Netanyahu asks to postpone court case involving ex-custodian

Prime minister says proceedings may have unacceptable influence on political system before elections

Prime Minister Benjamin Netanyahu with his wife, Sara, in an undated photo (photo credit: Amos Ben Gershom/Flash90, File)
Prime Minister Benjamin Netanyahu with his wife, Sara, in an undated photo (photo credit: Amos Ben Gershom/Flash90, File)

Prime Minister Benjamin Netanyahu submitted a request Friday to postpone until after the March 2015 elections the court proceedings and testimony hearings in a lawsuit filed by the Netanyahus’ former house manager.

Sara Netanyahu must testify in the case in which Menny Naftali accused her of abuse, the Jerusalem Labor Court ruled this week.

“In order to avoid an unacceptable influence on the political system, deliberations must be postponed due to the upcoming elections,” the Friday request from Netanyahu read, according to Ynet.

Naftali’s lawyers opposed the move, saying the court must not take into account political considerations. These were irrelevant in a labor court, according to the  attorneys.

Naftali filed a complaint against his former employers in March, providing extensive descriptions of humiliation, racist remarks and angry outbursts that he allegedly suffered at the hands of Sara Netanyahu. Naftali is suing the prime minister for NIS 1 million ($260,000) in damages.

Naftali also alleged that the Netanyahus did not meet certain financial obligations regarding his employment and that he was not compensated for irregular hours or workdays.

The Netanyahus denied the allegations in early June, and claimed that Naftali lashed out violently against other workers. They said that Naftali was well aware of the special circumstances the job entailed, including the unusual work hours and constant availability, and had agreed to comply with the terms prior to accepting the position.

Menny Naftali (photo credit: screenshot via Channel 2)
Menny Naftali (photo credit: screenshot via Channel 2)

“The house manager in the home of the prime minister must, as part of the position, be available to work for many hours,” their statement read.

The statement also asserted that Naftali had chosen to sleep over in the residence at times that his presence was not necessary, such as when the family was abroad, and subsequently billed the prime minister’s residence for many extra hours of work.

They claimed that Naftali had never complained about any purported abuse, not even in his letter of resignation. It stated that the ex-custodian had said that he was quitting because he was not granted a permanent position.

The Netanyahus reserved the right to sue Naftali for damages and legal fees, they said.

Among the instances cited in the original complaint, Naftali recounted that Sara Netanyahu once woke him at 3 a.m. to yell at him for buying milk in a bag, not a carton. When he noted the hour and Netanyahu’s tone, he was allegedly told, by the prime minister himself, to comply with all of her wishes “so that she calms down.”

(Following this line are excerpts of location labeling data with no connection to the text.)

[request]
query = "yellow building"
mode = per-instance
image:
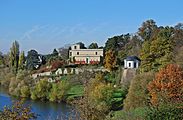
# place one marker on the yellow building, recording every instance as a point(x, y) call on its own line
point(85, 56)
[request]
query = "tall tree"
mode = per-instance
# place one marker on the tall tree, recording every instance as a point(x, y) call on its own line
point(1, 58)
point(22, 60)
point(93, 46)
point(147, 29)
point(34, 60)
point(14, 56)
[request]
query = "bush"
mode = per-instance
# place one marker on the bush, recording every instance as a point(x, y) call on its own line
point(138, 93)
point(18, 111)
point(133, 114)
point(165, 112)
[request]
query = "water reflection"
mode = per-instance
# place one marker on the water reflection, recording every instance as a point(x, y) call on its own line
point(46, 110)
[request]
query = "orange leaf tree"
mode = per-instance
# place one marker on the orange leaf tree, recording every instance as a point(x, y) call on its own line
point(167, 85)
point(110, 60)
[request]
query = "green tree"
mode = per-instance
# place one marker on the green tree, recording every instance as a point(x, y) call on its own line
point(162, 48)
point(117, 42)
point(93, 46)
point(41, 90)
point(34, 60)
point(14, 56)
point(18, 111)
point(22, 60)
point(137, 94)
point(1, 58)
point(147, 30)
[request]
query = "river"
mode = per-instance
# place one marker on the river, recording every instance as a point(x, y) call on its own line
point(45, 110)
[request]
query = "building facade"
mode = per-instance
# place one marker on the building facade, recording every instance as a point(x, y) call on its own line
point(85, 56)
point(132, 62)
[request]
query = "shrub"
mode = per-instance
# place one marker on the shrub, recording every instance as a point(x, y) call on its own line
point(18, 111)
point(167, 85)
point(138, 93)
point(165, 112)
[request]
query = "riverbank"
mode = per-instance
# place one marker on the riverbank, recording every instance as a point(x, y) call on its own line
point(45, 110)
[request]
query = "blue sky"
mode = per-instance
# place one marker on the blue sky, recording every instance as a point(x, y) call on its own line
point(47, 24)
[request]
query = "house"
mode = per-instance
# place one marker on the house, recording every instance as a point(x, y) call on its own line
point(132, 62)
point(78, 55)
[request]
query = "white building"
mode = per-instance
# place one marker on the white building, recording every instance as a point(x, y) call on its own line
point(132, 62)
point(85, 56)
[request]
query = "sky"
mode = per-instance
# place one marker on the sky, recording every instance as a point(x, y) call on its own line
point(47, 24)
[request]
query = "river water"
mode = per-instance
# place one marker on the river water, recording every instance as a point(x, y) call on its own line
point(45, 110)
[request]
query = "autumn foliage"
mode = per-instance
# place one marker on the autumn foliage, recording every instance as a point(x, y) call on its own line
point(167, 85)
point(110, 60)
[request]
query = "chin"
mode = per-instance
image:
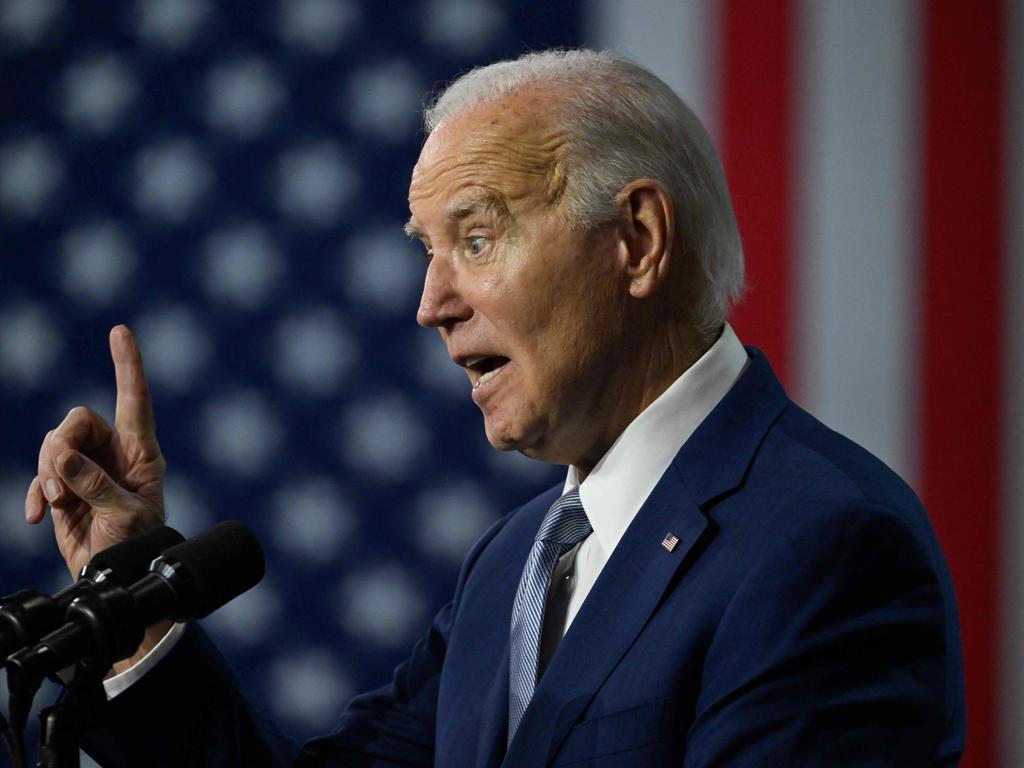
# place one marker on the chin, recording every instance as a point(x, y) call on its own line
point(512, 436)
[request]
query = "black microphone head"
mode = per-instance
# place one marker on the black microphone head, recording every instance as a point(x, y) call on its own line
point(212, 568)
point(129, 560)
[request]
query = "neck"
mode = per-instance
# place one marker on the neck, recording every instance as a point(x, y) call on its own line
point(659, 358)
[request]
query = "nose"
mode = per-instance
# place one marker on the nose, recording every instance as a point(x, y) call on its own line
point(441, 303)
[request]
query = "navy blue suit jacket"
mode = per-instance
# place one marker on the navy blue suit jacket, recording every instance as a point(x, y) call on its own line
point(806, 617)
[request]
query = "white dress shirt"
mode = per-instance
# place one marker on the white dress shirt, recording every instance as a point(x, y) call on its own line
point(622, 480)
point(614, 489)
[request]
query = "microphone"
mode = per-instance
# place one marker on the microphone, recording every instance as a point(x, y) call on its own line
point(28, 614)
point(188, 581)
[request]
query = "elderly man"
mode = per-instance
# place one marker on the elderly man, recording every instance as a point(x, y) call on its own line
point(721, 581)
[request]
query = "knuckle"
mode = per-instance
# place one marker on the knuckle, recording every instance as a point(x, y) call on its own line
point(78, 414)
point(94, 485)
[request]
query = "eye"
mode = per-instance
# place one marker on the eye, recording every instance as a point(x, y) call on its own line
point(476, 245)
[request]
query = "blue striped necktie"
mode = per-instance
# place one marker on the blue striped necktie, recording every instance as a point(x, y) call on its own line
point(563, 527)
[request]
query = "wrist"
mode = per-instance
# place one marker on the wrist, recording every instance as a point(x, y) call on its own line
point(153, 636)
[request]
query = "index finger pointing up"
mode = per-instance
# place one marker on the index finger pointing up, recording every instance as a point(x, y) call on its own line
point(133, 412)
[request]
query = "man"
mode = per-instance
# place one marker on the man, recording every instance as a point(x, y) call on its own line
point(721, 581)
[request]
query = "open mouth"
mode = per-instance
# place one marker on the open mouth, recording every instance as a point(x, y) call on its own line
point(485, 367)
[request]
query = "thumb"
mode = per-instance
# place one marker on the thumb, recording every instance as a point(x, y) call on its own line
point(89, 482)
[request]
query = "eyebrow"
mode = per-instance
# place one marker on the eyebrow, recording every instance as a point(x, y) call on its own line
point(462, 209)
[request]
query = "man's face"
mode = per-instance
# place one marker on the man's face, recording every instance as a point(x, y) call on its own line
point(529, 307)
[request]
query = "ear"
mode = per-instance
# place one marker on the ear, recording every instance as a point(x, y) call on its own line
point(648, 222)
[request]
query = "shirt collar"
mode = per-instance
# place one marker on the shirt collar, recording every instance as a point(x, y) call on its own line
point(622, 480)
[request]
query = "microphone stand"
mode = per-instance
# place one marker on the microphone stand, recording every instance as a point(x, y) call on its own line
point(61, 725)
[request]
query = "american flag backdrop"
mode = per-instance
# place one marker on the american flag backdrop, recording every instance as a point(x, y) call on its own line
point(228, 178)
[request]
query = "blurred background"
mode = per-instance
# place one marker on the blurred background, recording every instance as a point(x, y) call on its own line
point(229, 179)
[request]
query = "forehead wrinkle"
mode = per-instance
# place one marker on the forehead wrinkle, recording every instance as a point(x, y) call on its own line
point(513, 159)
point(488, 202)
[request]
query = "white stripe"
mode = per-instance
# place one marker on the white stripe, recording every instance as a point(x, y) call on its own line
point(675, 39)
point(857, 222)
point(1012, 668)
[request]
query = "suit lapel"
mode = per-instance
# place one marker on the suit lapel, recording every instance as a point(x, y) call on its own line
point(620, 604)
point(713, 462)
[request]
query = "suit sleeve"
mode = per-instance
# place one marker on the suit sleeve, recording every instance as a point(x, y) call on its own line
point(833, 651)
point(188, 711)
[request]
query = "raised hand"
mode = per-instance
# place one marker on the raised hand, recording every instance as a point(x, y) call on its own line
point(102, 484)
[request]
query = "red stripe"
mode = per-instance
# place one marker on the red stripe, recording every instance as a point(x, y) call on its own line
point(757, 48)
point(962, 330)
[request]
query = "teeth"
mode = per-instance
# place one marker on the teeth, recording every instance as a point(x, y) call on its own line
point(486, 376)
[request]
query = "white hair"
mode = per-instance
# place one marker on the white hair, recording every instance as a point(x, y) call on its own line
point(623, 123)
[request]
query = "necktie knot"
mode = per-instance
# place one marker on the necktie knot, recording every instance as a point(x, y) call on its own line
point(565, 522)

In another incident described in the complaint, Sara Netanyahu allegedly came into a room and saw that a vase was filled with flowers that were not fresh. According to Naftali, she knocked the vase to the ground while yelling at him and telling him that he was a bad house manager, and that “something like that would not happen in the Elysee Palace.”

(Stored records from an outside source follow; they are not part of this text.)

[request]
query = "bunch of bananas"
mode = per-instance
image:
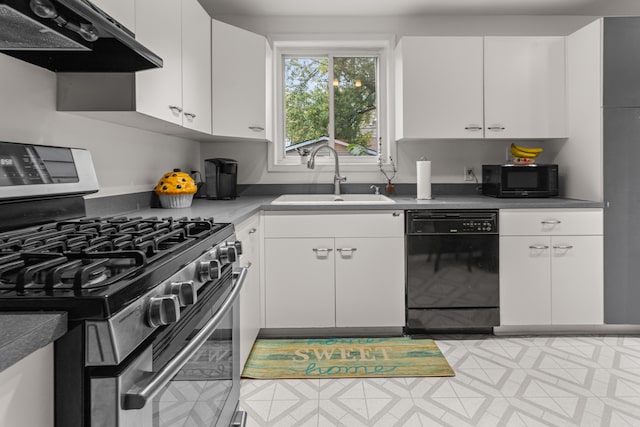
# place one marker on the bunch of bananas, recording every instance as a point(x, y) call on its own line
point(525, 152)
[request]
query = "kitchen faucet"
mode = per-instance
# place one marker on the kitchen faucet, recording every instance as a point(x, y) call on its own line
point(337, 179)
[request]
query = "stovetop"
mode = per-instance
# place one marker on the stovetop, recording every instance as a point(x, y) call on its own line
point(92, 267)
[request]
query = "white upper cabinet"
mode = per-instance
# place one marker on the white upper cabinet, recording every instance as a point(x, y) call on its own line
point(179, 92)
point(159, 91)
point(240, 87)
point(196, 67)
point(123, 11)
point(524, 87)
point(475, 87)
point(440, 81)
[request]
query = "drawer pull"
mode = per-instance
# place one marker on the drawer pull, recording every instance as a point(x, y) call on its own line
point(539, 247)
point(322, 251)
point(349, 250)
point(550, 222)
point(565, 247)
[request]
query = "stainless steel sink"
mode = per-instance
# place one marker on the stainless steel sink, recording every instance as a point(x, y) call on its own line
point(332, 199)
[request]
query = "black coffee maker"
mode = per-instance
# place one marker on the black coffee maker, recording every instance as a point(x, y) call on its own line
point(221, 178)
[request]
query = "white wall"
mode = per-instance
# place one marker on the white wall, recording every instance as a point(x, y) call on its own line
point(448, 157)
point(127, 160)
point(412, 26)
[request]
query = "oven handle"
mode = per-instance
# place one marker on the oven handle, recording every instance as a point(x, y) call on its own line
point(139, 395)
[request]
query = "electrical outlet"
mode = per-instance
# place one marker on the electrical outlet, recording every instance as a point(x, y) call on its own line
point(468, 173)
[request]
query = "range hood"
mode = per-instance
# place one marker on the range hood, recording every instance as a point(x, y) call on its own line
point(70, 36)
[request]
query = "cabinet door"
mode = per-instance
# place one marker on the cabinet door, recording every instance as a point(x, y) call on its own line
point(250, 302)
point(442, 87)
point(524, 87)
point(196, 67)
point(525, 280)
point(299, 275)
point(577, 280)
point(239, 82)
point(26, 391)
point(370, 282)
point(159, 91)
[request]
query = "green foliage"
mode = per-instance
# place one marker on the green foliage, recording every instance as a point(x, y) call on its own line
point(307, 101)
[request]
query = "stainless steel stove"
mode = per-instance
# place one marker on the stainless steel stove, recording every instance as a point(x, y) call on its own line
point(152, 302)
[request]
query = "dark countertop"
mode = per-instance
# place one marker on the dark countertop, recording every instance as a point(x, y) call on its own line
point(242, 208)
point(24, 333)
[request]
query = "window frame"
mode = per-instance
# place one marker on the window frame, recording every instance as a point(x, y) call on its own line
point(379, 46)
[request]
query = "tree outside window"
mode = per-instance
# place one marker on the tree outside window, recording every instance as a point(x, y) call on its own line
point(331, 99)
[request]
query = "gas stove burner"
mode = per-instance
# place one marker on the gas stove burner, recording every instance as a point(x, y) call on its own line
point(91, 253)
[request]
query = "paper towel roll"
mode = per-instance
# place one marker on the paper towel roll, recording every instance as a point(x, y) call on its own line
point(423, 179)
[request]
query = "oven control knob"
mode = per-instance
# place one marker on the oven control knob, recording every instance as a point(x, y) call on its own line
point(238, 246)
point(185, 291)
point(228, 253)
point(163, 310)
point(209, 270)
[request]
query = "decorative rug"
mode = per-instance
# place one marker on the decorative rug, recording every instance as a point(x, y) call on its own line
point(346, 358)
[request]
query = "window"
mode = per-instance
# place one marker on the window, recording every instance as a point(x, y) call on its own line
point(331, 92)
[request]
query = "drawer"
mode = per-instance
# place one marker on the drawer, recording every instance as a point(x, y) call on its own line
point(536, 222)
point(334, 224)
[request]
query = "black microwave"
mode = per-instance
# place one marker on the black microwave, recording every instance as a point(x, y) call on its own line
point(533, 180)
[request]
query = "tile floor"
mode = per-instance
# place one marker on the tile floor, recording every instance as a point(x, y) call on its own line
point(528, 381)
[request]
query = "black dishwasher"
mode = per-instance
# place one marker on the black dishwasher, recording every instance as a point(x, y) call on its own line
point(452, 271)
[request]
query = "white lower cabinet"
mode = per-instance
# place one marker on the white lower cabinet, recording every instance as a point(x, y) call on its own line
point(548, 277)
point(26, 391)
point(326, 270)
point(367, 278)
point(249, 233)
point(300, 288)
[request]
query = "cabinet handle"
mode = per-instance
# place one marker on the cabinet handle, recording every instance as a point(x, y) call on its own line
point(565, 247)
point(324, 250)
point(539, 247)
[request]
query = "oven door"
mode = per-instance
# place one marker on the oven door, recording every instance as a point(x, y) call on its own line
point(189, 375)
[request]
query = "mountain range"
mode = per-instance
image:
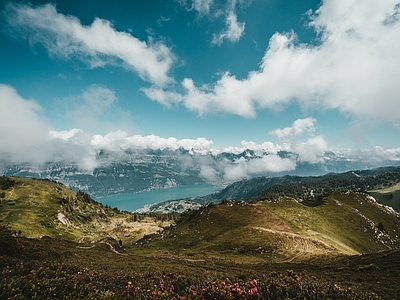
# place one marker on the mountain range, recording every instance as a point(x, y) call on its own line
point(143, 170)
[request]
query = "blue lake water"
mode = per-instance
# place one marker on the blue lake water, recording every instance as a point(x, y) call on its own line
point(134, 201)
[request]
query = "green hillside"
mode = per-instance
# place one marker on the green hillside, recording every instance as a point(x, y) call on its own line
point(344, 245)
point(343, 223)
point(37, 208)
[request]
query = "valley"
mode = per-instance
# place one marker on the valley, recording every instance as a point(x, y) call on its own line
point(285, 242)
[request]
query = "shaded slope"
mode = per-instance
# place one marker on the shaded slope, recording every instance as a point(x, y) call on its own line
point(285, 229)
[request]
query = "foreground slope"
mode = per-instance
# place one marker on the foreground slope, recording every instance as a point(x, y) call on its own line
point(275, 249)
point(284, 229)
point(36, 208)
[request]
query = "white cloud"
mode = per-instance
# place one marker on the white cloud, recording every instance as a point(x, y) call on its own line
point(22, 129)
point(312, 149)
point(299, 127)
point(202, 6)
point(95, 110)
point(354, 68)
point(248, 168)
point(266, 147)
point(121, 141)
point(97, 45)
point(233, 32)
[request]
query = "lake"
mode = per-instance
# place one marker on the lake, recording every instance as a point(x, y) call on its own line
point(134, 201)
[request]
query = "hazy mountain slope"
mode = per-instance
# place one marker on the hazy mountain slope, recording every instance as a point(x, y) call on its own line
point(285, 229)
point(301, 186)
point(138, 170)
point(389, 196)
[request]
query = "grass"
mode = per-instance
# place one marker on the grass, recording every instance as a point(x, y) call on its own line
point(50, 268)
point(235, 250)
point(388, 196)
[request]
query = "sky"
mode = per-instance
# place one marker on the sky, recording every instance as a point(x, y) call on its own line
point(304, 76)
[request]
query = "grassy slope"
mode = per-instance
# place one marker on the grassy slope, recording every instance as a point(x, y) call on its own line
point(33, 206)
point(237, 240)
point(344, 223)
point(389, 196)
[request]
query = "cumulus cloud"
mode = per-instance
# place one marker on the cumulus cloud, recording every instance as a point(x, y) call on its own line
point(202, 6)
point(248, 168)
point(312, 149)
point(120, 140)
point(354, 68)
point(22, 129)
point(299, 127)
point(95, 110)
point(97, 45)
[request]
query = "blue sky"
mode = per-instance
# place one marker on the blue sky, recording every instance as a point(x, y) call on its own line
point(305, 76)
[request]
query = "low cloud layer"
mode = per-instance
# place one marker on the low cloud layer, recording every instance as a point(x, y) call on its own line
point(354, 68)
point(30, 139)
point(96, 45)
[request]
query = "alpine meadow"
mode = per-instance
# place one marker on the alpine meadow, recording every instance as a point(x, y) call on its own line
point(200, 149)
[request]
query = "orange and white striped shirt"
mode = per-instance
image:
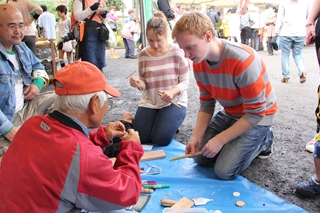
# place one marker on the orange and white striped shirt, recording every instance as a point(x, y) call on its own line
point(239, 81)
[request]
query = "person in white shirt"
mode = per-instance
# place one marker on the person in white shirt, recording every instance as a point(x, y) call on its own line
point(290, 25)
point(47, 22)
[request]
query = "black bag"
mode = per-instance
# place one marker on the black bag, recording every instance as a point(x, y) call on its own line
point(103, 33)
point(113, 25)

Responding to the Netanyahus’ counterclaims, Naftali’s attorney, Naomi Landau, said in a statement that they did not address many of the outstanding allegations in the original complaint.

“Instead of grappling with the claims of non-payment, harsh and degrading treatment, abuse and more, they chose to deflect the debate by raising false allegations of violence that is unrelated to the lawsuit against them, and whose entire purpose is to defame the plaintiff,” Landau said.